A lot of investors go where the money is. Many people may choose to throw their money at cannabusinesses for the mere fact that the market is heating up. But, before investing in a cannabusiness, you must make sure you are 100 percent ready to enter the cannabis market in the first place. It’s a complicated, fragmented industry — not to mention one that’s federally illegal. So, it can time a lot of time, effort and failures until you master the market and succeed with your operation. From an IRS rule that bans tax write-offs to a total lack of interstate commerce, the cannabis industry comes with challenges that are not present in any other multibillion-dollar industry.
Pack Your Patience
The process of buying a cannabis license can be taxing and time-consuming enough. A lot of states require background checks along with the cannabis license application, a measure that has been known to come with long wait times.

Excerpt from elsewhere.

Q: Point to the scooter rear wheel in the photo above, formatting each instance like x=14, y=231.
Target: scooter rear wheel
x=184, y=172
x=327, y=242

The Blueprint of Your Investment
Once you’ve overcome these hurdles, you have to decide whether you want to buy a turnkey operation or start your own from scratch. Keep in mind that starting from scratch comes with a lot of challenges, including entitlements, regulatory agencies and construction timelines — to name a few — all of which take about twice as long as conventional transactions. When you purchase an existing operation, you are giving yourself the benefit of time — significant savings that can accrue to your bottom line.
Build Your Team
It’s important to surround yourself with the right people who can help guide you through the acquisition process. These people include attorneys, real estate agents and financial professionals who are familiar with state and local marijuana licensing regulations. Your team will be there to help you through the complex process, but it’s also important to do your own due diligence. Take the time to carefully review state and local rules that govern the cannabis sector in your area. The worst thing you can do as an investor is take the word of the seller — the person the most motivated to make their deal appear sweet and amazing. You should never take a seller’s word that their location has the secret potion to quadruple the dispensary’s revenue. If you take their word for it, you will end up paying twice the market rate for the license just to find out quadrupling the revenue will be impossible because the market is already saturated with dispensaries.